REDOX EFFECTS IN A MODEL OF AORTIC TISSUE INJURY

主动脉组织损伤模型中的氧化还原效应

• 批准号: 3087348
• 负责人: PETER R BERGETHON
• 金额: $ 7.48万
• 依托单位: BOSTON UNIVERSITY MEDICAL CAMPUS
• 依托单位国家: 美国
• 财政年份: 1986
• 资助国家: 美国
• 起止时间: 1986-08-01 至 1991-07-31
• 项目状态: 已结题
• 来源: https://reporter.nih.gov/project-details/3087348
• 关键词: aorta; biological models; collagen; elastases; elastin; extracellular matrix; glutathione; ischemia; laboratory rabbit; laboratory rat; myeloperoxidase; oxidation reduction reaction; protein biosynthesis; radiotracer; tissue /cell culture; tocopherols; wound healing

The major goal is the development of a solid foundation in research techniques related to cell biology and biochemistry. Phase I of the training, which will focus on the development of a model for tissue injury and initial studies characterizing the effects of local reduction-oxidation potentials on both injury and response to injury, will be conducted in the laboratory of Dr. Carl Franzblau, Chairman of the Department of Biochemistry. Phase II, which will also be done under the tutelage of Dr. Franzblau, will focus on the clinically relevant questions of the role of reduction-oxidation environments in ischemia and hypoxia. By developing a cell culture model in which tissue extracellular matrix injury may be assessed, various local physical chemical influences may be studied. Cultured smooth muscle cells, with time, will form a multilayered cell system containing cells embedded in an extracellular matrix in a "hills and valleys" format. If this model is likened to the simplest of tissue specimens, it is hypothesized that injury of the extracellular matrix will provoke cellular responses leading to rapid, normal repair. In an effort to find a proposed method of general control, it is postulated that the local reduction-oxidation potential plays a role not only in the injury but also in the response to that injury. Within the confines of the culture system, a biochemically defined matrix will be produced which, in turn, can be injured in a controlled and measurable manner and ultimately repaired by the cells embedded in the matrix. Preliminary studies have been encouraging that such a system is feasible. The careful definition of this tissue culture system will then allow for the evaluation of the roles played independently or dependently by reduction-oxidation potentials and oxygen in the particular scenario of ischemia and hypoxia. The skills acquired in the first phase of the training program will allow Dr. Bergethon to further refine the techniques relating to measuring and manipulating redox potentials and then apply these techniques to both the smooth muscle culture as well as other cell types in an effort to study if local redox environments can significantly alter the damage done, both functional and mortal, and the subsequent response of cells to the injury.

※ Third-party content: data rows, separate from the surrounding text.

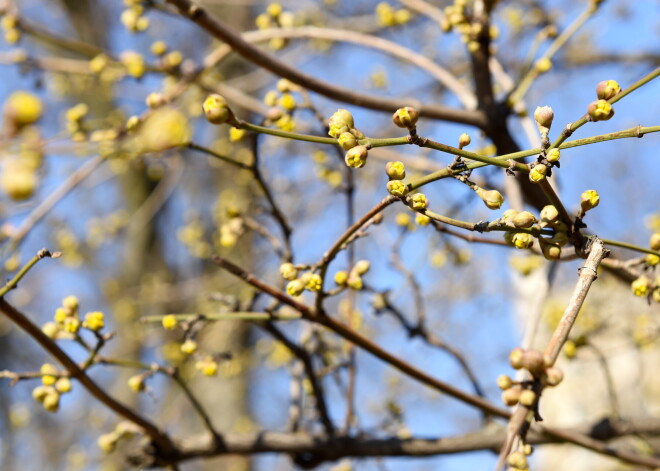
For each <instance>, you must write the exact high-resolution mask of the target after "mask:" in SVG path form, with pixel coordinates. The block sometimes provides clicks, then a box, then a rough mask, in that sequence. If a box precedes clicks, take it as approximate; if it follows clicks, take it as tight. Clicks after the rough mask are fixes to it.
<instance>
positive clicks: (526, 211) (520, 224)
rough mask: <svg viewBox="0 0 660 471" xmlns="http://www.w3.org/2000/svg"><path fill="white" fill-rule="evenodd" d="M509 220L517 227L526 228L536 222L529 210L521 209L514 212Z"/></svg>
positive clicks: (519, 227)
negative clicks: (528, 210) (524, 210)
mask: <svg viewBox="0 0 660 471" xmlns="http://www.w3.org/2000/svg"><path fill="white" fill-rule="evenodd" d="M511 221H512V222H513V225H514V226H516V227H517V228H519V229H527V228H529V227H532V226H533V225H534V224H535V223H536V217H534V215H533V214H532V213H530V212H529V211H522V212H520V213H518V214H516V215H515V216H514V217H513V218H512V219H511Z"/></svg>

主要目标是在研究中发展坚实的基础 与细胞生物学和生物化学有关的技术。 第一阶段 训练将集中于组织损伤模型的发展 以及表征局部还原氧化作用的初步研究 受伤和对伤害的反应的潜力将在 Carl Franzblau博士的实验室，部门主席 生物化学。 第二阶段，这也将在博士的指导下完成。 弗朗兹布劳（Franzblau）将重点关注有关临床相关的问题 缺血和缺氧的还原氧化环境。 通过开发细胞培养模型，其中组织外基质 可以评估伤害，各种局部物理化学影响可能是 研究。 随着时间的推移，培养的平滑肌细胞将形成多层 包含嵌入细胞外基质中的细胞的细胞系统 “山丘和山谷”格式。 如果该模型比喻为最简单的 组织标本，假设细胞外损伤 矩阵将引起细胞反应，从而导致快速，正常修复。 在 努力找到一种建议的通用控制方法，假设 局部还原氧化潜力不仅在 受伤，也对该受伤的反应。 在范围内 培养系统，将产生一个生化定义的矩阵，在 转弯，可以以受控和可测量的方式受伤，最终可以 由嵌入基质中的细胞修复。 初步研究 令人鼓舞的是，这样的系统是可行的。 然后，对该组织培养系统的仔细定义将允许 对角色的评估是独立或依赖的 在特定情况下的还原氧化潜力和氧气 缺血和缺氧。 在第一阶段获得的技能 培训计划将允许Bergethon博士进一步完善这些技术 与测量和操纵氧化还原电位有关，然后应用 这些技术既适用于平滑肌培养物以及其他细胞 努力研究当地氧化还原环境是否可以显着 更改功能性和致命的损害，以及随后的损害 细胞对损伤的反应。